In flat space, an adapted coordinate $(\tau, \xi)$ associated with an observer with constant proper acceleration $\alpha$ is $$ ct = \frac{c^2}{\alpha} e^{\alpha \xi/c^2} \sinh \big( \frac{\alpha}{c}\tau \big), \quad x = \frac{c^2}{\alpha} e^{\alpha \xi/c^2}\sinh \big( \frac{\alpha}{c}\tau \big) \ . $$ Quantizing the free real scalar theory in $(t, x)$ and $(\tau, \xi)$ leads to an Unruh temperature $$ T_\text{Unruh} = \frac{\hbar \alpha}{2\pi c k_B} \ . $$
The Schwarzschild coordinate $(t,r, \theta, \varphi)$ can be transformed to a $(t, \xi, \theta, \varphi)$ coordinate, such that $$ r = r_s + \xi \ . $$ Near the horizon, $\xi/r_s$ is small, and the metric takes the form $$ ds^2 = - \frac{\xi}{r_s}c^2 dt^2 + \frac{r_s}{\xi}d\xi^2 + ds^2_{\theta, \varphi} + \text{higher $\xi$ terms} \ . $$ One can further transform it to a "flat coordinate" $$ cT = 2r_s e^{\frac{\xi}{2r_s}} \sinh \frac{c}{2r_s}t, \qquad X = 2r_s e^{\frac{\xi}{2r_s}} \cosh \frac{c}{2r_s}t \ . $$ The near horizon metric now reads $ds^2 = -c^2 dT^2 + dX^2 + ds^2_{\theta, \varphi}$.

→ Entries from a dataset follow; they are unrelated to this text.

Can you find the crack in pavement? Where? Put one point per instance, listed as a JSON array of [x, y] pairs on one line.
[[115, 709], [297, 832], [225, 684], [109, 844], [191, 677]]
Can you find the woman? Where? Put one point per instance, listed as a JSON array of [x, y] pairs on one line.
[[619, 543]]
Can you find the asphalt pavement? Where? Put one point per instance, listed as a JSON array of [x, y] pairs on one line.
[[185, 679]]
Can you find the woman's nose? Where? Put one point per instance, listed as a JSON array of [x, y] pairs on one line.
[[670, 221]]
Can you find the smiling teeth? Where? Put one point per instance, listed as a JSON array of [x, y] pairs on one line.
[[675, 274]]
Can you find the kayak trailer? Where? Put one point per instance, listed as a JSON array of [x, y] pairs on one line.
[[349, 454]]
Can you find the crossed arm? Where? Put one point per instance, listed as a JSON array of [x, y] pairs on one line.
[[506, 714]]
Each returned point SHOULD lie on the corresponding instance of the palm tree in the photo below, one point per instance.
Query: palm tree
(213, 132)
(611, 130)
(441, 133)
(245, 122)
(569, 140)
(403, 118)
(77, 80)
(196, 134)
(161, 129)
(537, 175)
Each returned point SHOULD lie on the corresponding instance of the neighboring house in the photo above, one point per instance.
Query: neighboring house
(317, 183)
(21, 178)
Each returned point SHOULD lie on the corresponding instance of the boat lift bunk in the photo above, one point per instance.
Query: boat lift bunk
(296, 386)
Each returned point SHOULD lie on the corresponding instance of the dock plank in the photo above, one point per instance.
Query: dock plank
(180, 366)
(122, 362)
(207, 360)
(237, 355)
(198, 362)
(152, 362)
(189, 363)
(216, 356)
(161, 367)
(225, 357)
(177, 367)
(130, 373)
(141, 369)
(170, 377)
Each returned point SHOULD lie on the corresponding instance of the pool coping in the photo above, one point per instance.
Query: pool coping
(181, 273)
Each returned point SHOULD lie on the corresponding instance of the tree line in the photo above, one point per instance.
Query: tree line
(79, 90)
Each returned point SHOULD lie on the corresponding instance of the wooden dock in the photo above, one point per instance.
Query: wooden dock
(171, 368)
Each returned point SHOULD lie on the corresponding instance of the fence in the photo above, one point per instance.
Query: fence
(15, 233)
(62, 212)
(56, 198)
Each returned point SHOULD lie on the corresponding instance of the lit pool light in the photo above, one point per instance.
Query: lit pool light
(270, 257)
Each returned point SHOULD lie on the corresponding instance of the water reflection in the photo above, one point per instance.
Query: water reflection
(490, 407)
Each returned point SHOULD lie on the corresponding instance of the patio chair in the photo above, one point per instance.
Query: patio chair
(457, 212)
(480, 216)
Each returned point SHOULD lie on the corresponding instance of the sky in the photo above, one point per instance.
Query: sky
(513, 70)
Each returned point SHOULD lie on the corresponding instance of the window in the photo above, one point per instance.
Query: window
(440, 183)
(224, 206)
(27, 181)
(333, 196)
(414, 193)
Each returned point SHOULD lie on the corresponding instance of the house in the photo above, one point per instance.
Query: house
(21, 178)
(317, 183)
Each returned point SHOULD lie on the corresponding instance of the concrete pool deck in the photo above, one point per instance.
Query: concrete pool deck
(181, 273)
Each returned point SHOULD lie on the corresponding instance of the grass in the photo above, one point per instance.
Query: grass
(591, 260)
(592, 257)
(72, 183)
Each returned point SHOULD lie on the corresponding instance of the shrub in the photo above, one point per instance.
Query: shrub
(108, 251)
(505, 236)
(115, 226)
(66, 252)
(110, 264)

Now, if I "compare" the $(t, x) \to (\tau, \xi)$ transformation with the $(T, X) \to (t, \xi)$ transformation in the two bullet points, I would say that there is an "effective proper acceleration" $$ \frac{c}{2r_s} = \frac{\alpha_\text{BH}}{c}, \qquad \alpha_\text{BH} = \frac{c^2}{2r_s} = \frac{c^4}{4GM} = \text{finite surface gravity} \ . $$ Translating this acceleration to a "Unruh temperature", one recovers the standard formula $$ T = \frac{\hbar \alpha_\text{BH}}{2\pi c k} = \frac{\hbar c^3}{8\pi G k M} \ . $$
Here are my confusions
Does the $\alpha_\text{BH}$ have the meaning of "proper acceleration" of something measured by some actual local comoving observer near the horizon?
The above computation is performed in the near horizon limit, leading to the standard Hawking temperature. However, accrding to this answer, this is the temperature measured by a faraway observer. I wonder how to understand this "near horizon" and "faraway" relation? How do we know if some computation performed at some location (e.g. near horizon) = something measured by a faraway observer?